Even though this franchise was created it Japan, the entire world comes under heavy influence of western in European cultures.

Besides the fact the main character is a professor in London, the character design and soundtrack are for the most part distinctly European-inspired.

I always find it interesting when these sorts of games try to incorporate aspects of Eastern culture as well, as they are often beautifully merged together to make something unique and awe-inspiring.

This song is a great example of that.

Although there are recognizable elements of traditional Asian music, this was masterfully composed so that it didn’t really stand out from the rest of the soundtrack as odd or unmatching.


2. A Disquieting Atmosphere

Game: Professor Layton and the Diabolical Box

The name seriously speaks for itself.

It is like the track of a horror movie where they are trying to build suspense that something bad is going to happen. But then the music never climaxes.

This is the perfect tune to add a little friendly stress to the game. The slow moving rhythm and soft tunes make me feel like I should be tiptoeing everywhere. Classic Professor Layton if I do say so myself.


1. Layton’s Theme

Game: Professor Layton and the Curious Village

For any readers who have seen my other ranking articles, there really should be no surprise here.
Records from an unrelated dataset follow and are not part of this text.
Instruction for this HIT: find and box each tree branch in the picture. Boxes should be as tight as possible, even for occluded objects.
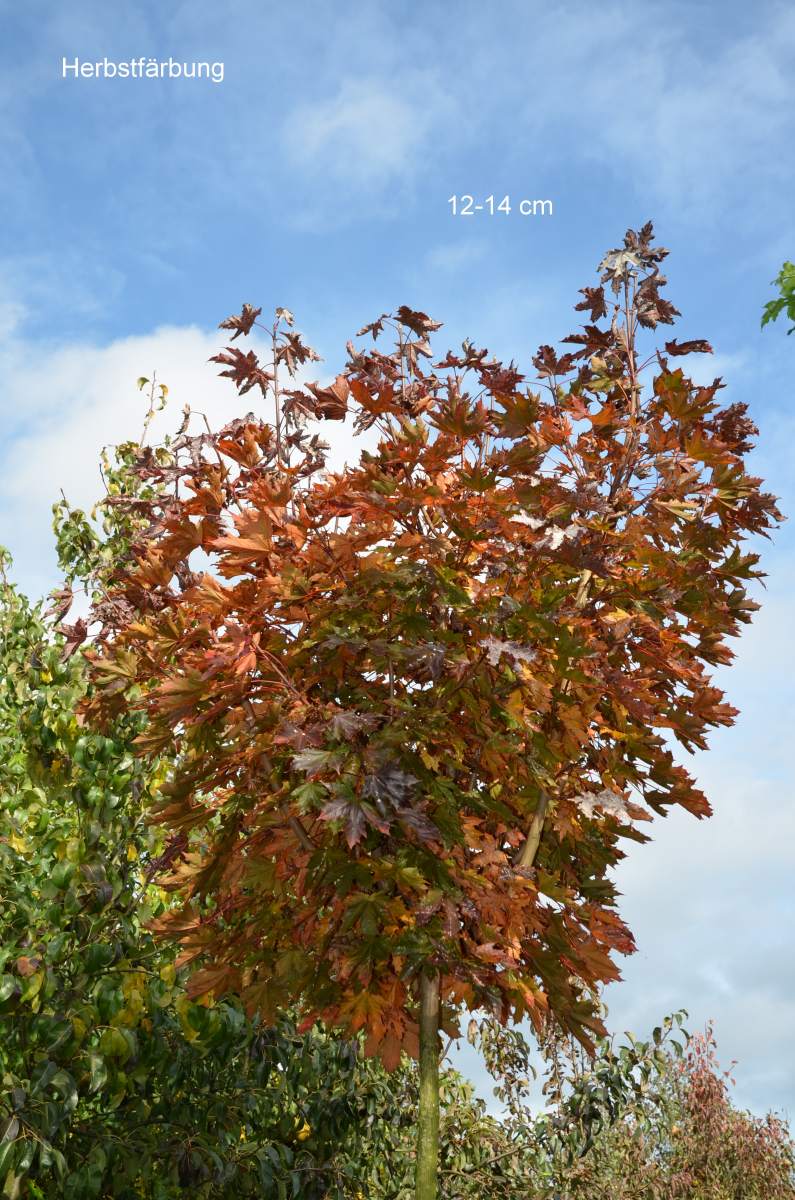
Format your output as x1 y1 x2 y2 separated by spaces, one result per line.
289 817 315 853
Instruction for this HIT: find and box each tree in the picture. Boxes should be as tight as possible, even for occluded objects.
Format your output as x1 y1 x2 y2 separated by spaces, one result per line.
0 546 393 1199
3 446 424 1199
338 1006 795 1198
548 1018 795 1199
761 261 795 334
83 224 781 1199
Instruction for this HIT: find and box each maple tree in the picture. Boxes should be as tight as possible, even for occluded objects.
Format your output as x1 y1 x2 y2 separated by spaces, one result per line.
82 224 781 1199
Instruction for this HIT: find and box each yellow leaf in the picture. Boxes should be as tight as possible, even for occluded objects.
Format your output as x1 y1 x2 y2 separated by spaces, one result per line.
159 963 176 986
174 993 200 1041
420 747 441 773
122 973 140 999
22 970 45 1003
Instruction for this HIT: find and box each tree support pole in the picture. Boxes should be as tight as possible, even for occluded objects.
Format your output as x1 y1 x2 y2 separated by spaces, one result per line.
514 571 593 873
514 790 548 871
416 971 441 1200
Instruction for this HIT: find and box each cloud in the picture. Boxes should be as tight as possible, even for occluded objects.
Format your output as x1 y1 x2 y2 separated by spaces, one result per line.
0 314 367 600
0 251 126 332
600 551 795 1117
426 239 488 273
455 399 795 1119
684 350 749 387
280 73 453 225
525 2 795 222
283 79 420 186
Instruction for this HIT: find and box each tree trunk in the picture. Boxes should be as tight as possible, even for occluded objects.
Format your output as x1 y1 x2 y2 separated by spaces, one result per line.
514 790 548 871
416 971 441 1200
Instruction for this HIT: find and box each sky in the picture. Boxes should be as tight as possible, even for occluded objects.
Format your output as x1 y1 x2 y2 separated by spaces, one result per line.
0 0 793 1120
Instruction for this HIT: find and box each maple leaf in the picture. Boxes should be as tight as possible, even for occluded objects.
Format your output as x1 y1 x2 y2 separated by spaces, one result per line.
58 618 89 660
379 1032 403 1072
321 796 390 847
300 374 350 420
636 274 681 327
395 305 443 336
356 312 389 339
292 748 340 777
574 285 608 322
482 637 536 668
218 303 262 340
328 709 379 739
276 331 322 375
572 788 638 822
403 641 447 682
533 345 577 378
210 347 273 396
395 804 442 846
45 584 74 625
663 338 714 357
362 764 418 805
338 989 388 1035
598 248 644 291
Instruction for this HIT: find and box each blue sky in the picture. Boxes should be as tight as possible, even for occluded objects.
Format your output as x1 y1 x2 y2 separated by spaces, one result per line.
1 0 794 1119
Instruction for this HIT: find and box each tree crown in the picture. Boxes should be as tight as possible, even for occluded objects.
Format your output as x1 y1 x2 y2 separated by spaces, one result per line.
82 224 781 1066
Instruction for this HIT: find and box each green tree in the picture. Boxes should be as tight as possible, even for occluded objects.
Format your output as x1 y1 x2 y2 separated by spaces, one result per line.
547 1019 795 1199
0 549 384 1198
761 261 795 334
341 1008 795 1197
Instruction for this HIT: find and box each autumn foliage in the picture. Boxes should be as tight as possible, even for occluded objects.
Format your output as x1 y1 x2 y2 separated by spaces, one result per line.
82 224 780 1075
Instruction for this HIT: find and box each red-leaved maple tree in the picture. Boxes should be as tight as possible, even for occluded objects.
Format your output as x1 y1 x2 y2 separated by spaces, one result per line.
82 225 780 1199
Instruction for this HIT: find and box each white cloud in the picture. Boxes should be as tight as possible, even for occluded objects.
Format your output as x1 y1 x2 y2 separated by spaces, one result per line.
0 251 126 328
280 73 453 225
454 540 795 1119
684 350 749 387
0 315 367 599
534 3 795 218
602 557 795 1116
283 78 421 186
426 240 488 273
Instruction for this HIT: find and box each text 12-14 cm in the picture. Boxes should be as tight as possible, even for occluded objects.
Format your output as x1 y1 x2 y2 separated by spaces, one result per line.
448 195 553 216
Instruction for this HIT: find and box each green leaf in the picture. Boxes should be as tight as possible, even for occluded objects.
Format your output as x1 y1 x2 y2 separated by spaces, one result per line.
50 1070 78 1113
88 1051 109 1099
98 1028 131 1064
0 977 17 1004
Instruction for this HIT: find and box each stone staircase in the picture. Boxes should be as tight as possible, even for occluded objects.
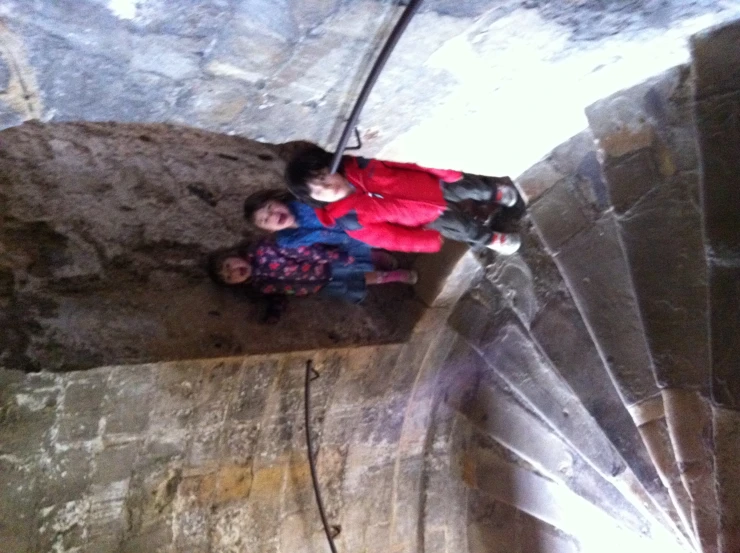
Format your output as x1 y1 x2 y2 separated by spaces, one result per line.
1 13 739 553
440 18 739 553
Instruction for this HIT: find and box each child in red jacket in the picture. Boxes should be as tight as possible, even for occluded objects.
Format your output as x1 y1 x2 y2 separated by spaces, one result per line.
284 145 521 254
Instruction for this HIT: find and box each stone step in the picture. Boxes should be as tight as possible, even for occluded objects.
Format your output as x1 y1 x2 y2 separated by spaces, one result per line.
447 289 685 543
439 335 656 538
523 131 698 542
485 216 662 498
460 421 689 553
585 64 718 552
691 19 740 551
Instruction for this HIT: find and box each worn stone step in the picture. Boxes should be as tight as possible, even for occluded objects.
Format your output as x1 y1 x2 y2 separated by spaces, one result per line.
460 423 689 553
585 64 718 552
691 19 740 552
447 290 685 542
524 131 699 542
485 216 662 496
439 335 655 538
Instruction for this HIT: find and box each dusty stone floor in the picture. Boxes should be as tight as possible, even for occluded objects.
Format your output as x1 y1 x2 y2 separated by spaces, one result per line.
0 122 423 372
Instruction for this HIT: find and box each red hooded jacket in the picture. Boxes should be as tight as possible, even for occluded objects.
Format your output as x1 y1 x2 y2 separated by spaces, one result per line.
314 157 462 252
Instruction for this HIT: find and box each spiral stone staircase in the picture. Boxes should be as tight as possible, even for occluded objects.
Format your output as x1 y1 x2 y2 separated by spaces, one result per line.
0 11 739 553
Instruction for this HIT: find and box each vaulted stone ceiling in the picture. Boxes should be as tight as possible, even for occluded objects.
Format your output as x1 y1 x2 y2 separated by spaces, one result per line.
1 0 738 174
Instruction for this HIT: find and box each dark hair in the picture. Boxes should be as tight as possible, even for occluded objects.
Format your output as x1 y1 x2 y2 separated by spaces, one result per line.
207 245 251 287
243 189 293 224
285 144 335 206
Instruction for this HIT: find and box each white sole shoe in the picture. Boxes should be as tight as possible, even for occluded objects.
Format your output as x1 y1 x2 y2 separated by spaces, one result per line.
487 232 521 255
495 184 519 207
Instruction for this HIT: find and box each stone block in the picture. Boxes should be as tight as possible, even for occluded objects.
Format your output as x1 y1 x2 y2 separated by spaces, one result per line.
37 447 92 507
93 443 140 486
187 423 226 466
26 32 130 122
447 288 505 346
120 519 173 553
529 178 590 252
692 20 740 100
413 241 482 308
63 373 107 415
0 461 37 553
713 405 740 552
0 99 23 130
586 82 659 159
554 214 657 406
230 359 279 422
206 10 294 84
487 220 566 327
0 388 57 453
132 0 234 39
518 514 580 553
467 492 519 553
708 264 740 408
57 412 101 442
602 148 659 214
130 35 202 81
696 92 740 254
475 321 629 481
616 175 709 389
223 421 262 462
530 296 660 488
104 370 154 436
515 159 564 203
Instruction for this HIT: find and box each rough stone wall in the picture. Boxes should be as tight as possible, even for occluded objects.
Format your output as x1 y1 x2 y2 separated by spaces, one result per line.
0 307 678 553
0 122 422 371
0 312 465 553
1 0 738 176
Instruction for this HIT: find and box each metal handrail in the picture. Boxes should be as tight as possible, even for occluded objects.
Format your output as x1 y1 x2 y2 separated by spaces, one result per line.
329 0 425 174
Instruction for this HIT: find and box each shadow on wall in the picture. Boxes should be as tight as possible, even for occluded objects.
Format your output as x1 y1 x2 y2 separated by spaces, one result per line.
0 121 424 372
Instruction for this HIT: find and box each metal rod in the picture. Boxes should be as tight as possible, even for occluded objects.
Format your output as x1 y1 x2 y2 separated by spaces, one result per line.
304 360 338 553
329 0 425 174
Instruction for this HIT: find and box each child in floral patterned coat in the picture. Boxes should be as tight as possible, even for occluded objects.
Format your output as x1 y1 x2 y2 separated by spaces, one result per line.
208 239 416 322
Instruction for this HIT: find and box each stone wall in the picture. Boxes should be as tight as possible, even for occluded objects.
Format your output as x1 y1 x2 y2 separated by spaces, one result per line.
0 308 678 553
0 313 464 553
0 122 422 371
1 0 738 176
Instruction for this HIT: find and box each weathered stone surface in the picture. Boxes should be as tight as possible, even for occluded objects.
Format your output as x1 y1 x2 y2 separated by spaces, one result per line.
529 178 592 252
696 93 740 259
0 0 736 176
463 432 683 553
707 265 740 408
552 214 658 406
486 220 568 328
713 405 740 553
0 122 422 371
414 241 482 308
602 148 659 214
692 20 740 100
615 175 709 389
692 20 740 412
531 296 662 490
443 339 651 536
515 130 605 209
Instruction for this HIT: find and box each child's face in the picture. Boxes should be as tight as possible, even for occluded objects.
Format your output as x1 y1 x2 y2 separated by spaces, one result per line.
253 201 296 232
219 257 252 285
308 171 353 203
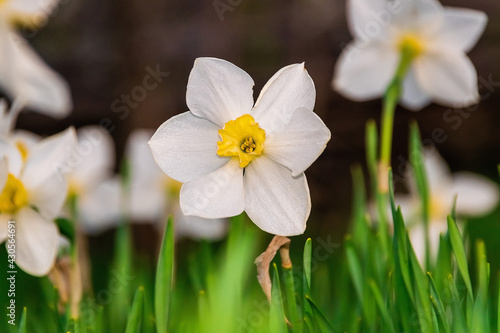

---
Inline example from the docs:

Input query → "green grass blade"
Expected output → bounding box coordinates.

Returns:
[283,264,301,332]
[269,263,287,333]
[17,307,27,333]
[155,216,174,333]
[471,240,489,333]
[428,273,450,333]
[125,286,145,333]
[305,295,336,333]
[447,216,473,300]
[409,122,430,267]
[408,236,434,333]
[498,274,500,333]
[303,238,312,292]
[368,280,395,333]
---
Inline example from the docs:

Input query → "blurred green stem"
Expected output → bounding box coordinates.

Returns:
[68,194,82,320]
[379,45,416,191]
[280,244,302,332]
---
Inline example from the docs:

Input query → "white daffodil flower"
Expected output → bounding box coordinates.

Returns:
[0,127,77,276]
[333,0,487,110]
[149,58,331,236]
[0,0,72,116]
[396,150,499,262]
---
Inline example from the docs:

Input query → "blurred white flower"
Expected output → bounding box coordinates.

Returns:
[64,126,120,234]
[333,0,487,110]
[0,0,72,116]
[67,126,115,201]
[77,129,228,240]
[0,127,76,276]
[149,58,330,236]
[396,150,499,262]
[128,129,227,240]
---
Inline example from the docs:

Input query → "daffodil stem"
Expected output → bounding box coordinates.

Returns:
[280,244,302,332]
[379,47,415,191]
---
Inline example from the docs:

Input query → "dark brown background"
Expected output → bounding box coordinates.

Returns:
[15,0,500,238]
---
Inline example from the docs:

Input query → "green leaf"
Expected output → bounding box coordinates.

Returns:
[55,217,75,244]
[428,273,450,333]
[408,236,434,333]
[283,264,301,332]
[269,263,287,333]
[303,238,312,292]
[17,307,27,333]
[498,274,500,333]
[368,280,396,333]
[366,119,378,185]
[303,238,314,322]
[125,286,145,333]
[305,295,336,333]
[155,216,175,333]
[409,122,431,266]
[471,240,489,333]
[447,216,473,300]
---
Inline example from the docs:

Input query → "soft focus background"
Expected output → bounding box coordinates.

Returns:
[13,0,500,241]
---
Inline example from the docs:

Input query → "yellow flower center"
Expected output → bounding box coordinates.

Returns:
[217,114,266,168]
[429,197,447,221]
[0,174,28,214]
[398,33,425,58]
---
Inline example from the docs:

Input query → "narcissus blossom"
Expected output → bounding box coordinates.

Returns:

This is the main theme to the original song giving it a generous amount of sentimental points.

It is also the perfect Layton song which I believe manages to check all the boxes on what this game series is really like.

I know that I am not alone when I say my favorite genre of literally anything is cute with creepy undertones.

This is almost like if someone took a track that belonged in a feel-good small town game like Animal Crossing, and added a twinge of scary suspenseful feelings in the background.

This is a track I would totally play at a kid-friendly Halloween party, and I bet a few of the kids would recognize it.